By the time an idea has been perfected, and is set into the
mass habit pattern, it’s hard to shift. ‘We’
might see that its time has come, but those people whose livelihoods depend on
the mass-habit, have built walls of protection around it. They virtually control what we do, and ‘we’,
the vast majority of people, can’t be free of them. Take coal, for example, it was the wonder
energy producer, revolutionising the industrial production of goods and
fuelling transport, but now it pollutes and is a major contributor to climate
change. But we can’t drop it. The production of electricity would be so
badly affected, not to mention the money made from mining and exporting it. We’ve
become totally dependent on it. Coal is
a good idea gone sour. Similarly with
the internal combustion engine. It was
such an asset at first but, a century down the track, billions of cars are
contributing to the death of our planet. You might agree about the damage but you’re
not going to give up your car, are you? It’s the same with meat and animal
protein, which is causing so much ill health.

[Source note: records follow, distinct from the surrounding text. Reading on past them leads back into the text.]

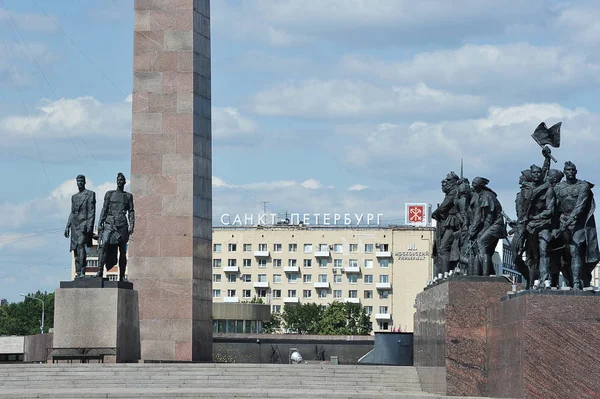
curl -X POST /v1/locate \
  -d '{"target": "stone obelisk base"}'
[53,283,140,363]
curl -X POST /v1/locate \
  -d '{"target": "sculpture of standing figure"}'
[96,173,135,281]
[469,177,506,276]
[65,175,96,278]
[552,161,600,290]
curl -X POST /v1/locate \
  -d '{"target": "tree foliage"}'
[281,301,371,335]
[0,291,54,335]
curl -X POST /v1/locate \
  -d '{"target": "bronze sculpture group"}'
[432,123,600,290]
[65,173,135,281]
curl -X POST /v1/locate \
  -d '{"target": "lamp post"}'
[19,294,46,334]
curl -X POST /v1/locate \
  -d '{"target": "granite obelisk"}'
[128,0,212,361]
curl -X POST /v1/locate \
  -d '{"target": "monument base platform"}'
[414,276,512,396]
[487,290,600,399]
[48,286,140,363]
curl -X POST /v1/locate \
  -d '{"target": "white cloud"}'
[251,79,484,118]
[339,43,600,102]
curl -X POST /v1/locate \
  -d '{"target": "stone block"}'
[53,288,140,363]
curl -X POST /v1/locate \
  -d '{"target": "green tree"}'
[0,291,54,335]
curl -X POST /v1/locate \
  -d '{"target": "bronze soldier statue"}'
[65,175,96,278]
[552,161,600,290]
[96,173,135,281]
[469,177,506,276]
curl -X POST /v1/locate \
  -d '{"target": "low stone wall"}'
[213,333,374,364]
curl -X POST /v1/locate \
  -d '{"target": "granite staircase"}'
[0,363,492,399]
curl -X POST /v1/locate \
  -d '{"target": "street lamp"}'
[19,294,46,334]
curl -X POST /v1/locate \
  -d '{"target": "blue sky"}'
[0,0,600,301]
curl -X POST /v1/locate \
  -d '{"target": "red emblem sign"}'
[408,205,425,223]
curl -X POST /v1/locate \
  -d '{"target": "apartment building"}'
[213,225,434,332]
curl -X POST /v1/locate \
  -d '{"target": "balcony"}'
[375,251,392,258]
[315,282,329,288]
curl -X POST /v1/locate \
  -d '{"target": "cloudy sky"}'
[0,0,600,301]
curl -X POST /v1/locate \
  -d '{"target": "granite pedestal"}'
[52,279,140,363]
[414,276,512,396]
[487,290,600,399]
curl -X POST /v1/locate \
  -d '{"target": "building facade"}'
[212,225,434,332]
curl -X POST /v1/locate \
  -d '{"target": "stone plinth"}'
[414,276,512,396]
[487,290,600,399]
[128,0,212,362]
[52,288,140,363]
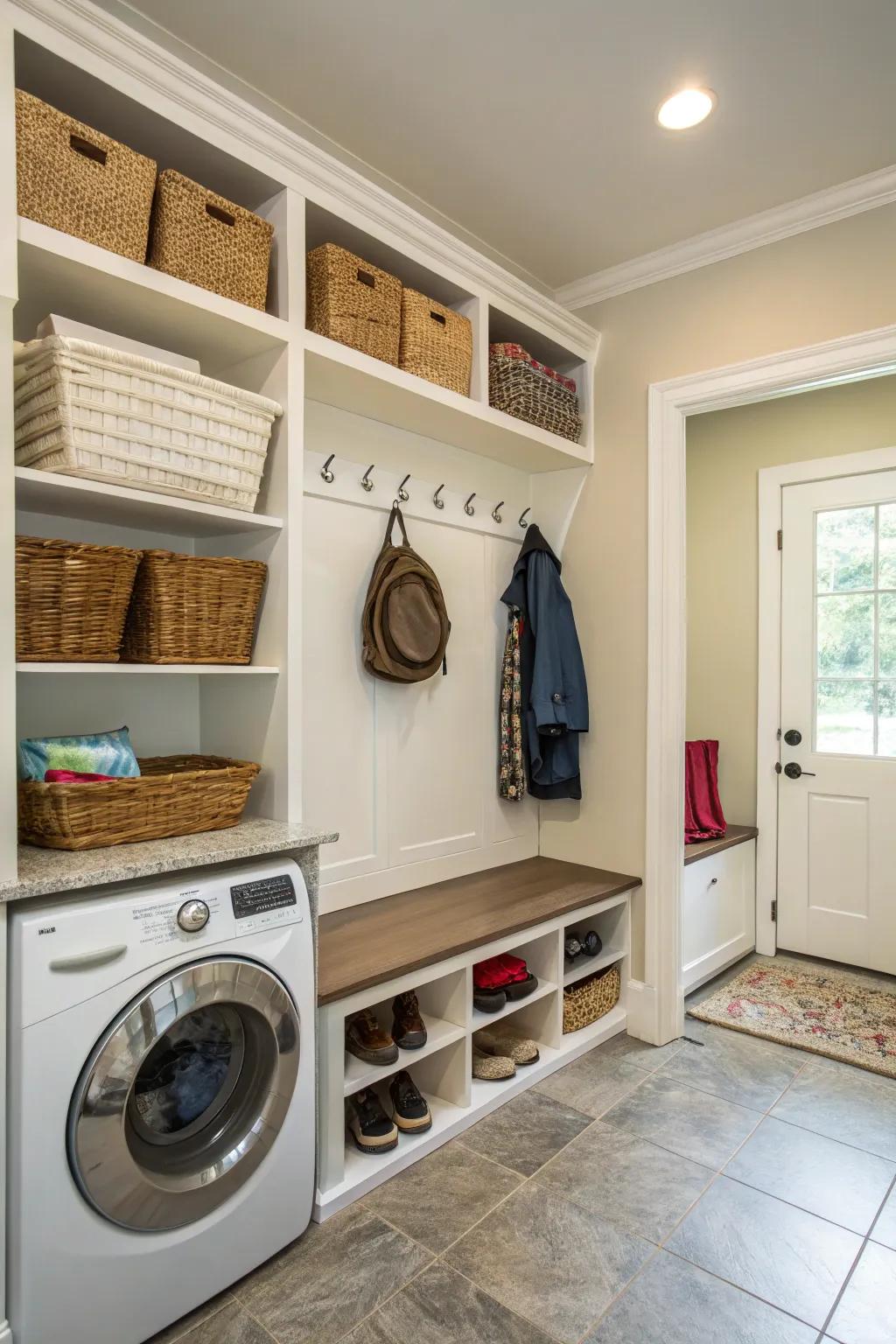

A combination of these ‘out-of-control’ problems makes the
future look grim. The belief that
‘things will never change’ makes us all afraid and pessimistic. More so because we know that each of us is
still cranking up the machine, too obstinate or too impotent to stop our own consumerism,
let alone inspire change in others. I
might be willing to make some personal sacrifice but I’m reluctant to take the
lead, because it will only be an act of pointless self-sacrifice. Sell the car, give up meat. Very brave, very noble, but will it eventually
make me feel resentful?
What runs through my head when I’m thinking about this idea
of giving up things on principle? I don’t want to make my living conditions any more
uncomfortable than they already are. And
whilst I know this is selfish, I’d rather wait for you to change first. You change and then I have every intention of
following.
Most people follow fashions, they don’t lead them, and in a
world where people are so easily manipulated, the lack of principled rebellion
against convention has become a dangerous habit in itself.